The Supreme Court will decide whether the disparate impact standard will remain available to those complaining of housing discrimination under the Fair Housing Act.

The Consumer Financial Protection Bureau has used disparate impact to attempt to prove illegal discrimination in auto finance.

According to the CFPB, auto lenders’ practice of allowing dealerships to set their own finance reserve amounts for arranging auto loans results in legally protected groups paying higher interest rates than other similarly situated borrowers. That disparate impact amounts to illegal discrimination, the CFPB says.

Ally Financial Inc. in December 2013 agreed to pay $98 million in restitution and civil penalties for alleged discrimination against minority buyers under a consent order with the CFPB and the U.S. Justice Department. Ally denied allowing discrimination.

‘Focused narrowly’

Jess Sharp, managing director of the Center for Capital Markets Competitiveness at the U.S. Chamber of Commerce, said that although the case does not directly align with auto lending, a ruling that bars disparate impact could propel a similar change in the Equal Credit Opportunity Act in the future.

“The Supreme Court is only focused narrowly on the Fair Housing Act,” Sharp said. “The connection to the auto lending industry is that the Equal Credit Opportunity Act has very similar language in the law that the government relies upon to use disparate impact.”

The result of the case won’t affect what the CFPB and other regulators can do immediately, but over time, a precedent in housing could undercut the CFPB’s argument that it can use disparate impact under the ECOA, Sharp said.

‘Minimal’ impact

Although the CFPB has applied the disparate impact theory to auto finance, attorney Kenneth Rojc, managing partner at Nisen & Elliott Automotive Finance, disagrees that the court’s ruling could lead to an auto lending change. Regardless of the Supreme Court’s ruling, disparate impact in the subprime mortgage space doesn’t align with auto lending, he said.

“The impact of the case would be minimal because the disparate impact in connection with the auto lending sector is different than the housing arena,” he said.

Subprime mortgage lending is subject to the Fair Housing Act, a different statute from the Equal Credit Opportunity Act that auto lenders abide by, he said.

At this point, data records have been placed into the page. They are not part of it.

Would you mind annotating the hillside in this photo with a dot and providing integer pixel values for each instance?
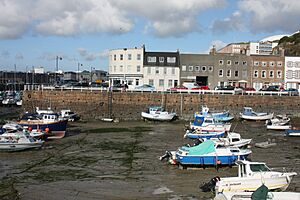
(291, 44)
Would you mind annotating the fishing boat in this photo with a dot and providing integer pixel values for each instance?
(196, 134)
(280, 122)
(261, 193)
(209, 124)
(223, 116)
(49, 123)
(293, 132)
(249, 114)
(158, 113)
(209, 154)
(19, 142)
(232, 139)
(251, 175)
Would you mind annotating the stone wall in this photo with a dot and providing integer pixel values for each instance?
(127, 106)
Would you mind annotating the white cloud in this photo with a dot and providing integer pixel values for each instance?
(74, 17)
(233, 23)
(90, 56)
(271, 15)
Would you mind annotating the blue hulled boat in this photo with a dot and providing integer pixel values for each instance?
(208, 153)
(203, 134)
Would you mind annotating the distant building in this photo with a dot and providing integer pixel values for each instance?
(292, 72)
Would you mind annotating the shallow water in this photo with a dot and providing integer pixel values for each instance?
(99, 160)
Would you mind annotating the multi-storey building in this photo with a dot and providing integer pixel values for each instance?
(161, 69)
(215, 69)
(292, 72)
(266, 70)
(126, 66)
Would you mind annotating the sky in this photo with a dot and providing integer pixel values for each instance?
(33, 33)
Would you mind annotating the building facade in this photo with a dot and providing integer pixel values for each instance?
(292, 72)
(161, 69)
(266, 70)
(126, 66)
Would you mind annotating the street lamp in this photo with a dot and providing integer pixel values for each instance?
(79, 64)
(56, 59)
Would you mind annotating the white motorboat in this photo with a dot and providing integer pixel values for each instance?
(19, 142)
(261, 193)
(251, 175)
(249, 114)
(208, 123)
(232, 139)
(158, 113)
(280, 122)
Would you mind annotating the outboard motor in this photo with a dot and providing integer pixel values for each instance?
(167, 155)
(210, 186)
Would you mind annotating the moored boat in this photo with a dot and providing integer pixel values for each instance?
(251, 175)
(157, 113)
(249, 114)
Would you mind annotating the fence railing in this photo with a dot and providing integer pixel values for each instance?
(213, 92)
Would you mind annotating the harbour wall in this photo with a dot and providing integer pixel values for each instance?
(128, 106)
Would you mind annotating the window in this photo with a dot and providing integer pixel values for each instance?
(221, 73)
(255, 74)
(263, 74)
(161, 82)
(151, 82)
(171, 59)
(236, 73)
(170, 83)
(228, 74)
(138, 68)
(161, 59)
(165, 70)
(156, 70)
(151, 59)
(279, 74)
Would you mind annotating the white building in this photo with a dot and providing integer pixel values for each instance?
(126, 66)
(292, 72)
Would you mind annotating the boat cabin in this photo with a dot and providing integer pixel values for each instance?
(248, 169)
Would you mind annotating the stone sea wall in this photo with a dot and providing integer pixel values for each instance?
(128, 106)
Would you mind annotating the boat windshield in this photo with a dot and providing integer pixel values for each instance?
(259, 168)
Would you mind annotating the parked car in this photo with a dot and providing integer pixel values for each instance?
(145, 88)
(292, 92)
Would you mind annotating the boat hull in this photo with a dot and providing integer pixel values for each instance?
(158, 117)
(55, 129)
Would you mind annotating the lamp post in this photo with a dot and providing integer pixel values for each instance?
(56, 59)
(78, 66)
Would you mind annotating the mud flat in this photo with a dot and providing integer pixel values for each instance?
(99, 160)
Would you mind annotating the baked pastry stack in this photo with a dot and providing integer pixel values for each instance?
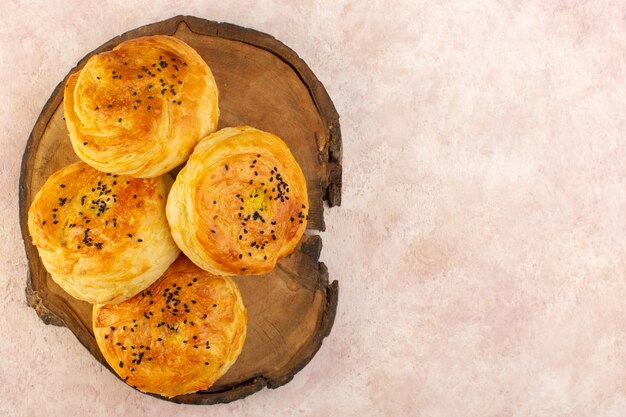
(110, 229)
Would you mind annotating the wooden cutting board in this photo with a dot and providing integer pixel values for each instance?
(264, 84)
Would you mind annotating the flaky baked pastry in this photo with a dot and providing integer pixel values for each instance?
(240, 204)
(177, 337)
(103, 238)
(141, 108)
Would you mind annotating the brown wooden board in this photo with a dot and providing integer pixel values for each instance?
(264, 84)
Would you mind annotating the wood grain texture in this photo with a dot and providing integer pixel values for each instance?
(264, 84)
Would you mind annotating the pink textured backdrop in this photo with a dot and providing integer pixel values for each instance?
(480, 246)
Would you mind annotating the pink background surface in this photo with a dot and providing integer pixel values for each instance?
(480, 245)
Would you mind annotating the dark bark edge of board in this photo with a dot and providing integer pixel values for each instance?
(48, 306)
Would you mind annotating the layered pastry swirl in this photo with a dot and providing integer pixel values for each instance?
(141, 108)
(178, 336)
(102, 237)
(240, 204)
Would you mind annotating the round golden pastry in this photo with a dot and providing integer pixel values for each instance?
(103, 238)
(177, 337)
(240, 204)
(141, 108)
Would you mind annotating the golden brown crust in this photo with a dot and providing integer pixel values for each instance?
(141, 108)
(103, 238)
(240, 204)
(177, 337)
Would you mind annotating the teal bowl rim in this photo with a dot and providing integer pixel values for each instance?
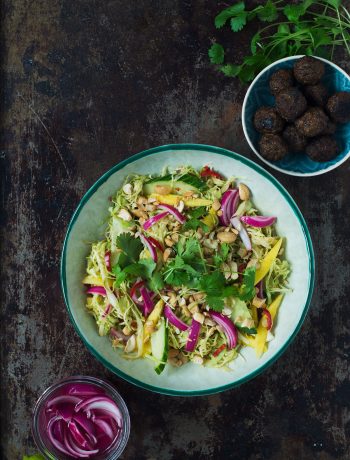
(247, 162)
(251, 145)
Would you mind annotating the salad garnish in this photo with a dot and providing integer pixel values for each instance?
(189, 270)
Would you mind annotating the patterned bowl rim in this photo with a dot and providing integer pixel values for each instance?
(245, 130)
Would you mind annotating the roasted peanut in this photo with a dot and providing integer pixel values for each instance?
(162, 189)
(226, 237)
(243, 191)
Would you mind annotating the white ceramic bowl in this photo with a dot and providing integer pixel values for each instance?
(258, 95)
(268, 195)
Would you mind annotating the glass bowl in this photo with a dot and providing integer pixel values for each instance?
(39, 426)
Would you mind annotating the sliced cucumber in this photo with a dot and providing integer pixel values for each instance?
(185, 183)
(159, 346)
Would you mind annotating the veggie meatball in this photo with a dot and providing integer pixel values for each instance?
(272, 147)
(295, 140)
(290, 104)
(308, 70)
(280, 80)
(316, 94)
(323, 148)
(338, 107)
(330, 128)
(313, 122)
(267, 120)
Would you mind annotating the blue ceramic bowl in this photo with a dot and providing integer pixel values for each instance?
(258, 94)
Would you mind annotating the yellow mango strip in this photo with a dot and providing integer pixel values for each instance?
(249, 341)
(210, 219)
(174, 200)
(275, 305)
(195, 202)
(254, 311)
(267, 261)
(152, 321)
(95, 280)
(260, 339)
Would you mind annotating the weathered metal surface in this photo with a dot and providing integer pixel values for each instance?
(86, 83)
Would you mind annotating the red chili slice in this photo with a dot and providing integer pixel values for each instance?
(219, 350)
(208, 172)
(156, 243)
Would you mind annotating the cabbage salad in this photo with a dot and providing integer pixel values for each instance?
(188, 270)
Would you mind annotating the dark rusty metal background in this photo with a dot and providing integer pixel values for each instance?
(85, 84)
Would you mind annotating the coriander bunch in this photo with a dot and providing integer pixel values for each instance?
(312, 27)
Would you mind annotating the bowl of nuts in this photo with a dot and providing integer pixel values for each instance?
(296, 115)
(257, 241)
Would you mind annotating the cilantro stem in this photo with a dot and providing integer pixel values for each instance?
(342, 32)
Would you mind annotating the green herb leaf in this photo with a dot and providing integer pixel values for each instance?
(216, 53)
(131, 246)
(268, 13)
(247, 330)
(238, 22)
(293, 11)
(214, 302)
(156, 283)
(227, 13)
(255, 40)
(193, 180)
(193, 224)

“This development will not move the needle for the CFPB,” he said. “It cannot be translated into the auto finance arena.”

‘Conceptual similarity’

A Supreme Court ruling in favor of Texas could cement that disparate impact and illegal discrimination don’t necessarily correlate, said Leonard Bellavia, a partner at Bellavia Blatt & Crossett.

“Although the Texas case involves the Fair Housing Act and not auto lending under ECOA, there is an obvious conceptual similarity,” Bellavia said. “A ruling favorable to Texas would essentially be a Supreme Court pronouncement that disparate impact and illegal discrimination are not necessarily overlapping concepts. It would be another nail in the coffin of the CFPB’s initiative against auto lenders.”